Non si può vivere con una pensione di soli 515 euro al mese. È quanto denunciato dal presidente Cia Due Mari, Michele D’Ambrosio, intervenuto su uno dei temi più cari agli agricoltori, in un momento importante, dedicato alla pianificazione del Recovery Plan. Tutto il mondo politico riconosce da tempo che le pensioni percepite dagli agricoltori sono al di sotto del limite di povertà.
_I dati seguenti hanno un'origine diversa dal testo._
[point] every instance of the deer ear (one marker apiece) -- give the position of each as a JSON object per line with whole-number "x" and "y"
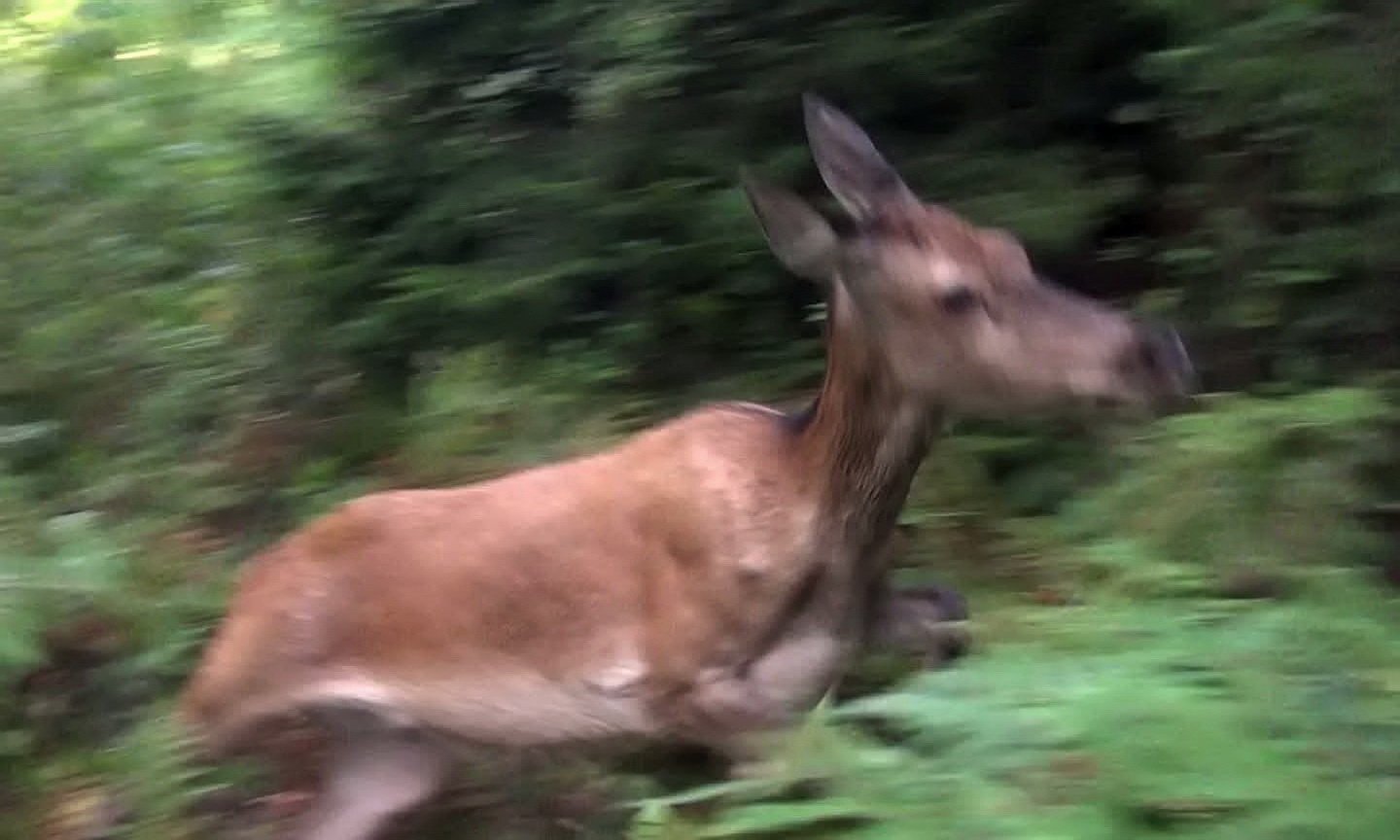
{"x": 798, "y": 235}
{"x": 855, "y": 171}
{"x": 1007, "y": 252}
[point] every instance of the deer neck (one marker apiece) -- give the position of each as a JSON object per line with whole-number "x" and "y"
{"x": 864, "y": 441}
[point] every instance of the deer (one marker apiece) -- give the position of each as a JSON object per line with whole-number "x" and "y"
{"x": 705, "y": 581}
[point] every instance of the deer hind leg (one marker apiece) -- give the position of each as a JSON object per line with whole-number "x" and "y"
{"x": 929, "y": 623}
{"x": 374, "y": 773}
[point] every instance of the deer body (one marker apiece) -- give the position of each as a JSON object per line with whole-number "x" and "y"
{"x": 706, "y": 579}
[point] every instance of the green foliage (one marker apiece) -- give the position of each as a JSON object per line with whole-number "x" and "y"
{"x": 258, "y": 257}
{"x": 1157, "y": 702}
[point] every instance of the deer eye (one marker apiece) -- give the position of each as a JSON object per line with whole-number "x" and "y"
{"x": 958, "y": 301}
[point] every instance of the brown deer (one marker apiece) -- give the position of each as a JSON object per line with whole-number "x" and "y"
{"x": 703, "y": 581}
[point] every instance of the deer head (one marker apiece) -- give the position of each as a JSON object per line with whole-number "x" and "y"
{"x": 954, "y": 312}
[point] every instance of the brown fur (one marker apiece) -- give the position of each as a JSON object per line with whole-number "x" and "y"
{"x": 706, "y": 579}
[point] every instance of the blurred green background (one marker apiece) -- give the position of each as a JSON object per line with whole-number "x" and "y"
{"x": 260, "y": 257}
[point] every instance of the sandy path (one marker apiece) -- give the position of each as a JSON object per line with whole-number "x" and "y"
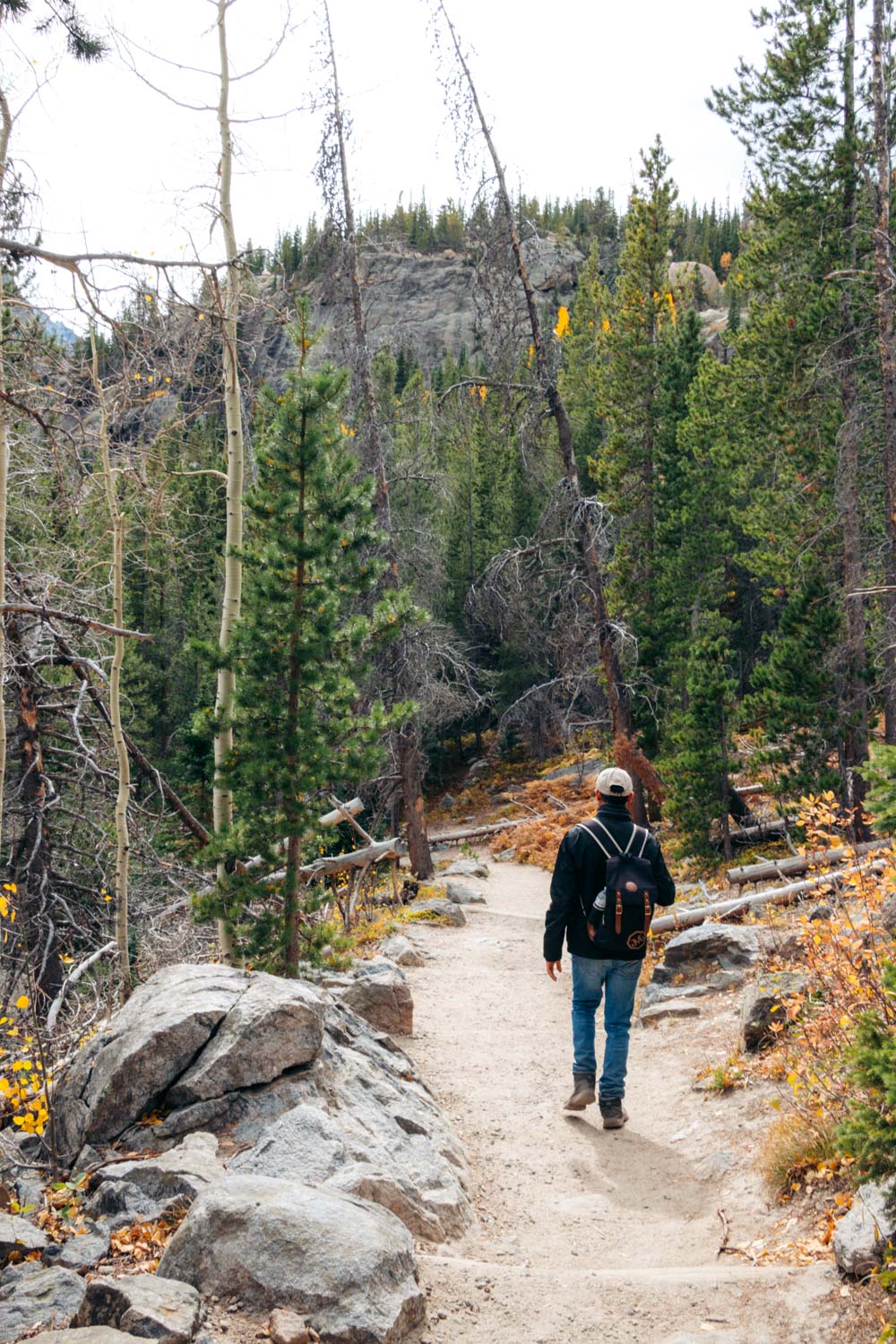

Una consapevolezza, però, che fino a questo momento non ha portato a nessuna risposta concreta. I dati parlano chiaro: la media dell’assegno pensionistico percepito mensilmente da un agricoltore è pari a 687 euro, mentre si attesta a 1003 euro per gli artigiani, 1021 per i commercianti e 1998 euro per i dipendenti pubblici. Al contrario degli altri pensionati, per il pensionato agricolo sono i figli a dover integrare il reddito da fame dei loro padri. Poi un passaggio sui vaccini per gli over 80 da parte dell’associazione di categoria. La Cia Due Mari spera che le difficoltà incontrate in questi giorni dagli anziani pugliesi, nel sistema di prenotazione per vaccinarsi, siano presto superate e che si provveda in tempi ragionevoli a vaccinare tutti gli ultra 65enni della Puglia. Gli anziani, anche in questo caso, sono stati quelli che hanno pagato il prezzo più alto in termini di vite umane a un’emergenza epocale capace di mettere ancora più in evidenza la loro fragilità e la mancanza di tutele nei riguardi della terza età. Infine un appello al nuovo governo, in fase di avvio, al quale si chiede che venga presa in seria considerazione le pensioni al minimo del settore agricoltura e intervenga dando seguito alle tante parole spese in questi anni da tutti i precedenti governi.